If the 'people' behind Mac had not constantly changed the operating system without regard to who was selling what, you'd have the exact same version at the exact same price.

But the bottom line is every few years, despite many companies trying to market Mac products, the brains behind Macs and anything Apple change everything. At one point, for many years there was no compiler to allow pg music to port their product to Mac. Just like the idiotic idea that an Ipad can't do any flash. I was at my son's yesterday trying to get theatre tickets for a film and because his Ipad could not view the website, all we got was a description. I ended up on the phone, whereas had I any other tool available I'd have been able to get the info on-line.

The beta testing (several weeks of it) and then the release of the 'windows' version, has just happened. Normally, after the sales that generates settle down and the shipments are done, and the Christmas vacation is over the product goes to the next step, which may or may not include a Mac update. Given that they added a server to the Ipad/Iphone/Ipad on the windows side in this version do you think that maybe this will happen on the 'mac' side?

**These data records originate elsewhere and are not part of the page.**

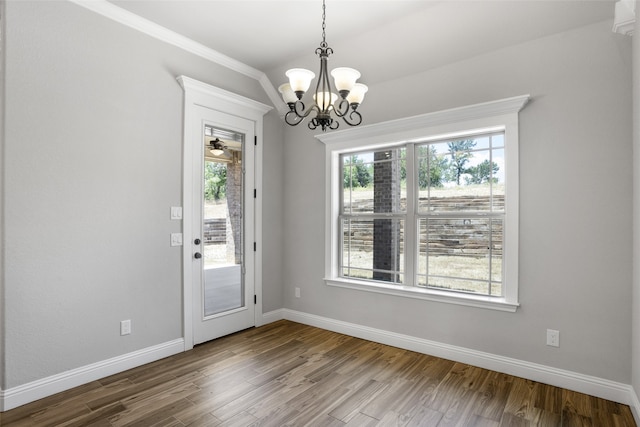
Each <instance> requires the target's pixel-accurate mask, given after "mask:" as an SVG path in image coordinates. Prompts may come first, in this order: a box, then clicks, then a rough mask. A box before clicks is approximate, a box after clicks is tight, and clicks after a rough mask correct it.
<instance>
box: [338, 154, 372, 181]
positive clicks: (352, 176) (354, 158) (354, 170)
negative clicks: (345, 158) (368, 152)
mask: <svg viewBox="0 0 640 427" xmlns="http://www.w3.org/2000/svg"><path fill="white" fill-rule="evenodd" d="M342 178H343V186H344V188H348V187H366V186H368V185H369V184H371V182H372V181H373V179H372V169H371V165H365V164H364V160H362V159H359V158H358V156H356V155H354V156H350V157H349V159H348V160H347V162H346V163H345V164H344V166H343V173H342Z"/></svg>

As said previously, Macs barely have enough sales to justify any development, don't build any company of sales to Mac users, the product may change, they may not tell the developers, and they may not have the tools to port the application. Very nice.

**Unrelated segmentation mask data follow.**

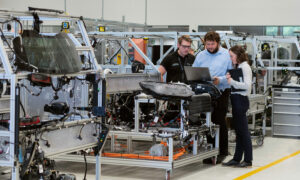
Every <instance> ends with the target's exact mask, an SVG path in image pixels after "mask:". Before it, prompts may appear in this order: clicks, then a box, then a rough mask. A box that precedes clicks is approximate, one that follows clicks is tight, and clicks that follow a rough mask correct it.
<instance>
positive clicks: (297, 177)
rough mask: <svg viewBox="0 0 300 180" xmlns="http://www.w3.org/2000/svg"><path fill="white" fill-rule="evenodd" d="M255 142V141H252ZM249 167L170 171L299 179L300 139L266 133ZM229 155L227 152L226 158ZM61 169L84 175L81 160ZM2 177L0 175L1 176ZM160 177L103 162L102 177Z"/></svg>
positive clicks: (137, 178)
mask: <svg viewBox="0 0 300 180" xmlns="http://www.w3.org/2000/svg"><path fill="white" fill-rule="evenodd" d="M254 145H255V143H254ZM253 154H254V160H253V167H252V168H230V167H223V166H222V165H220V164H218V165H206V164H202V163H196V164H191V165H188V166H184V167H181V168H178V169H175V170H174V171H173V173H172V176H171V179H174V180H198V179H205V180H227V179H228V180H230V179H255V180H257V179H263V180H268V179H272V180H277V179H278V180H282V179H286V180H293V179H295V180H296V179H297V180H298V179H300V170H299V167H300V139H296V138H278V137H266V138H265V140H264V144H263V145H262V146H260V147H255V146H254V149H253ZM231 158H232V156H228V157H227V158H226V160H225V161H228V160H230V159H231ZM57 167H58V169H59V170H60V171H61V172H66V173H73V174H75V175H76V179H77V180H82V179H83V176H84V164H83V163H70V162H57ZM0 179H1V178H0ZM93 179H95V165H94V164H88V172H87V180H93ZM129 179H132V180H163V179H165V171H164V170H161V169H150V168H139V167H126V166H112V165H103V166H102V176H101V180H129Z"/></svg>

PG music has a 30 day return no ask policy. You could send it back and wait.

In the meantime the Mac salesman told me that Garageband would do anything you want, and that all professional studios are using it. No other software is needed. And that indeed in the credo which scares developers away.

And to be honest if they asked ME what should be done next, as a former developer for Unix platforms I would tell them to build an app for Android phones and then QNX. You might think apple is 'unix' of a sort but it's not compliant enough to write code in Ubuntu and port it over. It's too locked down. Just like DRM and Apple. Don't even think of going there.